A recent work studying a vast dataset of RGB video recordings of infants in incubators [4] showed after the annotation of 384.3 hours that in 54.9% of these the reference (CI) was poor, in the 11.5% the infant was out of the incubator, and in the 11.3% there were clinical interventions, and therefore, following our classification 22.3% would remain as useful data. CI is usually disturbed during baby motion and when there is a poor electrodes contact. Considering the different infant populations of the two studies we could attribute our reduced percentage of valid data to the use of the soother and to the increased parent presence. However, a more detailed annotation should be performed to analyze thoroughly the possible coverage obtainable with this type of setup and to investigate how to improve the algorithm or the setup for a more realistic clinical application.

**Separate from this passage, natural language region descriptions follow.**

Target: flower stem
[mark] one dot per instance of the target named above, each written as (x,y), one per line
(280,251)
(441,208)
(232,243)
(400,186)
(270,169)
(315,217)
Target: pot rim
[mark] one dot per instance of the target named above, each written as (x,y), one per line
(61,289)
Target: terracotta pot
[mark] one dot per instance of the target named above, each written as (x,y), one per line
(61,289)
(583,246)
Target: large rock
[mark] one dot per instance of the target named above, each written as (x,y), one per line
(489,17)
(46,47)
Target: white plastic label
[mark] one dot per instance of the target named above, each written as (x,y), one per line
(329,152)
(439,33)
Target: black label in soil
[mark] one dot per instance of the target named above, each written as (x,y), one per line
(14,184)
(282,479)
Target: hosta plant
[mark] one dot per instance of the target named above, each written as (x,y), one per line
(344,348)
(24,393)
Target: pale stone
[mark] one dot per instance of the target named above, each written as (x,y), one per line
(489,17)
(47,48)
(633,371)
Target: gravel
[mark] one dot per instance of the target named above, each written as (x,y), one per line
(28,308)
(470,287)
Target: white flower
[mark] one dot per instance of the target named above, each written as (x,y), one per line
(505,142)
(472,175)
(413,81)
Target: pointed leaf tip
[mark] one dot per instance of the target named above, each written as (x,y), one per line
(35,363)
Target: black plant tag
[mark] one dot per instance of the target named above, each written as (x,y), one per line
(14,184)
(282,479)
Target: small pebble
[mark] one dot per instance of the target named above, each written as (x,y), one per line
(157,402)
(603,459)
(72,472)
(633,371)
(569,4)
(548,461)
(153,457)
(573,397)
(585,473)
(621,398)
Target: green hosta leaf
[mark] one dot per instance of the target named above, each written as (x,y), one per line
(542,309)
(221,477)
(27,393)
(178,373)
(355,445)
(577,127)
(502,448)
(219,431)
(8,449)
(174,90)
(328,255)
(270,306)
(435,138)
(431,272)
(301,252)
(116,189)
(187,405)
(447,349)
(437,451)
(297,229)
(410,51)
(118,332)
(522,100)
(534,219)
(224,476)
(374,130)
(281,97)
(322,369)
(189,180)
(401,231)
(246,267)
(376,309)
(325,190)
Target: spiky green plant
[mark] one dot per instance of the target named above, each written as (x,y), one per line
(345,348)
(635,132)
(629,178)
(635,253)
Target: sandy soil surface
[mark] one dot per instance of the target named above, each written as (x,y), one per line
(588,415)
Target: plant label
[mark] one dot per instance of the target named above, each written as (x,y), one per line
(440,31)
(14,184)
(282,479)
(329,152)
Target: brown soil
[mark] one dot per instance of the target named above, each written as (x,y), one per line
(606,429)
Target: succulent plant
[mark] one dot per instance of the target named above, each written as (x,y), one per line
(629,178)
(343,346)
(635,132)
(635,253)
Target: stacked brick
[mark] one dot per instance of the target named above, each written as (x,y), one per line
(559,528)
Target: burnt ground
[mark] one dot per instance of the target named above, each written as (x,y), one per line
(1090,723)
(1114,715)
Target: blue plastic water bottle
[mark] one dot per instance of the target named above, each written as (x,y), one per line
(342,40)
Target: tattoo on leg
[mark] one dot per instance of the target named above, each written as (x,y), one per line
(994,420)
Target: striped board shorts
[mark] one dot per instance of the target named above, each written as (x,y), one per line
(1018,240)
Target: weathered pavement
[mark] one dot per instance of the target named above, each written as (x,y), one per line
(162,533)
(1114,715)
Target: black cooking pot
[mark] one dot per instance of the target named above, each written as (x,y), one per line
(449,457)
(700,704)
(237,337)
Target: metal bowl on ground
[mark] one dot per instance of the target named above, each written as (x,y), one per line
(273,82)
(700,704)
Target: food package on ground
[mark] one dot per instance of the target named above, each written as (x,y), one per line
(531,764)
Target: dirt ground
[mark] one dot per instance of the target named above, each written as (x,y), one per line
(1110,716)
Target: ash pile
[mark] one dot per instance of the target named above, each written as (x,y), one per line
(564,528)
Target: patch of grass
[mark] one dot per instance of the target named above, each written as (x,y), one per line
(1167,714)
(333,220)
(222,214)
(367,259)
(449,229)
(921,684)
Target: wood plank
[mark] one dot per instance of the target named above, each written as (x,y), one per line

This pilot study gave us good insights on the use of such technologies in a complex environment as a neonatal ward. Even though the focus of this paper was to verify the accuracy of our algorithm in detecting the respiration rate, there is evidence suggesting this type of setup could also be used to detect the occurrence of apneas and other type of patterns as shown in the examples in Fig. 7. Cessations of breathing were observed in Infant 6. These were clearly visible in the video thanks to the mattress changing temperature due to the respiratory flow. Infant 3 showed a typical PB pattern throughout most of the measurements. The detection of such events needs further analysis and should be part of the future development. Moreover, our algorithm currently detects the respiratory thermal signature, without distinguishing between motion and flow, this can be a limitation when aiming at apnea detection and should be further studied. Our method was tested in a neonatal ward setting including only patients in an open bed, the method, the setup, or the algorithm may need adaptation to work in a NICU setting with babies in incubator, due to the warm and humid environment inside incubators.

Fig. 7.

Fig. 7.

Example of detectable cessation of breathing, the figures represents two segments from Infant 6 and 3, the first row contains the respiration signal obtained with our method and the second row shows the one obtained from the CI reference. Short apneic events (indicated with the arrows) were visually identified by looking at the thermal video and found also in the time domain signals, and PB pattern is clearly visible in the chest impedance and our signal in Infant 3.

6. Conclusion

A novel approach for automatic respiration pixels detection in multi-camera thermal recordings was introduced. Our approach is based on the merging of the three camera views and the use of three features for the detection of the pixels containing respiration motion or flow. This type of approach has the advantage of being independent on the nose visibility required in approaches based on facial landmark detection and tracking. Our method was benchmarked against the method developed by Pereira et al., adapted to work with our recordings, and both were compared to the RRs obtained with the CI, on 152 minutes recordings acquired on seven infants. Our method yielded a percentage of correct estimation of around 71% compared to the benchmark best results of around 56%. Overall, this work shows results for the detection of the respiration rate in a quite large amount of data. Our algorithm obtained a MAE equal to 2.07BPM by comparing our estimated RRs to the ones obtained from the CI reference, and using more features, not only dependent on the spectrum shape, guarantees robustness to window size changes.

Acknowledgments

We would like to thank Astrid Osagiator and all the nurses working in the Medium Care Unit of MMC for their help and valuable contribution in our data collection.

Funding

Nederlandse Organisatie voor Wetenschappelijk Onderzoek10.13039/501100003246 (15345).

Disclosures

The authors declare no conflicts of interest.